As I took a quick shower and came back into my bedroom, it was strange, because I moved around like I was visiting a stranger’s house. With time to kill, I found myself standing in front of my narrow bookshelf, the glass of OJ all but forgotten on my desk.

I don’t know what made me grab what I did from the shelf, but my fingers skimmed over the thick spines, landing on a thin smooth one. Sliding it out, I didn’t look at what I held until I sat on the edge of the bed. Then I shifted my gaze to the blue and white yearbook-my middle school yearbook.

My fingers trembled as I cracked it open. Without skimming, I opened it right up to
that
section. Not the part where I looked like a little doofus. My eyes scanned down the list of names.

Penn Deaton.

An ache pierced my chest, forming a ball of remorse, sadness, shame, and guilt. It nearly closed off my throat, but air exhaled harshly from me as my gaze drifted down the row of colored photos, stopping on the fourth one from the left.

Tears pricked my eyes and I blinked them away as I stared at the young boy smiling back at me.
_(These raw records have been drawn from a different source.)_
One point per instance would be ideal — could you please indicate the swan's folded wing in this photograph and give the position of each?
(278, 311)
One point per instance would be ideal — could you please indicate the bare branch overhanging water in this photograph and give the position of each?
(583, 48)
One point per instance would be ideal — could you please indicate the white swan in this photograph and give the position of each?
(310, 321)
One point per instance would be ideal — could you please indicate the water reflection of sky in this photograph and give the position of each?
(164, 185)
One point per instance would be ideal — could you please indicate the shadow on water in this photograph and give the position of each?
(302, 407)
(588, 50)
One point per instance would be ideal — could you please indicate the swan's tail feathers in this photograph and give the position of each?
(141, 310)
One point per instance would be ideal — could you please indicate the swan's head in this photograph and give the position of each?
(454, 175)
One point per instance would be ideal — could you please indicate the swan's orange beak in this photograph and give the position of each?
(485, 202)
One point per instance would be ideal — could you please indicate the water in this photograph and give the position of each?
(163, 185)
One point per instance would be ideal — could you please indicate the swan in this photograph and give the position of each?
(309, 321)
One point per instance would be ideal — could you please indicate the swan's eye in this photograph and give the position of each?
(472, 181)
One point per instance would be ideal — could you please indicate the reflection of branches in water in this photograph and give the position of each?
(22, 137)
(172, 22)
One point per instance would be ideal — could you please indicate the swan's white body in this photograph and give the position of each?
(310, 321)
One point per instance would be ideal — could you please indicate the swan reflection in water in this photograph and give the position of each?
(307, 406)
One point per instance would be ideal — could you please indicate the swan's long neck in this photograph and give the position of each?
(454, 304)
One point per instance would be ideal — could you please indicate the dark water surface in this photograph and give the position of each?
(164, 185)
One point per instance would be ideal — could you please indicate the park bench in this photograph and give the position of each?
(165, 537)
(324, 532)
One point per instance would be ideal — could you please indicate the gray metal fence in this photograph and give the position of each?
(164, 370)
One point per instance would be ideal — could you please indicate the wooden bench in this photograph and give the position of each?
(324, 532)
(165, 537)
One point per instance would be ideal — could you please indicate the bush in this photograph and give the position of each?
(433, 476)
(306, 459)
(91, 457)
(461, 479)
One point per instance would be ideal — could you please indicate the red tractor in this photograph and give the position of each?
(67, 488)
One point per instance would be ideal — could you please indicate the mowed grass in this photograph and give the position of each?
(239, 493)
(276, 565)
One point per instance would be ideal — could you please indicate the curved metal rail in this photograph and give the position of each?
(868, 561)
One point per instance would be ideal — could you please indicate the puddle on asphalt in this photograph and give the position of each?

Penn… God, he had the best smiles. Big. Toothy. He hadn’t cared that his front tooth was chipped. Not until middle school. He had the prettiest brown eyes, framed by heavy lashes, and hair the color of raven’s wings. He’d always been small, and even in a picture that showed nothing more than his chest and up, his shoulders were slim. Frail. I had no idea how long had passed, but my cheeks were damp and I’d probably ruined the mascara I’d put on.

I smoothed my thumb over his picture, sniffling. I wished I could go back in time, paid attention to the signs that had been there. I wished I could go back and we didn’t do what-

Sucking in a sharp breath, I slammed the yearbook closed. It slipped from my hands, smacking off the floor. I pushed to my feet, stepping around it as I hurried into the bathroom. With shaking hands, I grabbed a makeup toilette and hastily wiped under my eyes.

Don’t think about it. Don’t think about it.

Fixing my face so I didn’t look like I was coming out of withdrawals, I tossed the tissue in the little bin and then went back into the bedroom. I picked up the yearbook with two fingers, like it was venomous snake. I shoved it back into its place.

It was almost time to meet Dad.

Before I left, I picked up the small jewelry box off my dresser. Sitting down on the edge of my bed, I cracked it open, rooting around for the bracelet Dad had bought me for my seventeenth birthday. It was a diamond tennis bracelet, really too pretty and fancy to wear, but I always slipped it on before I saw him. Seemed like the right thing to do.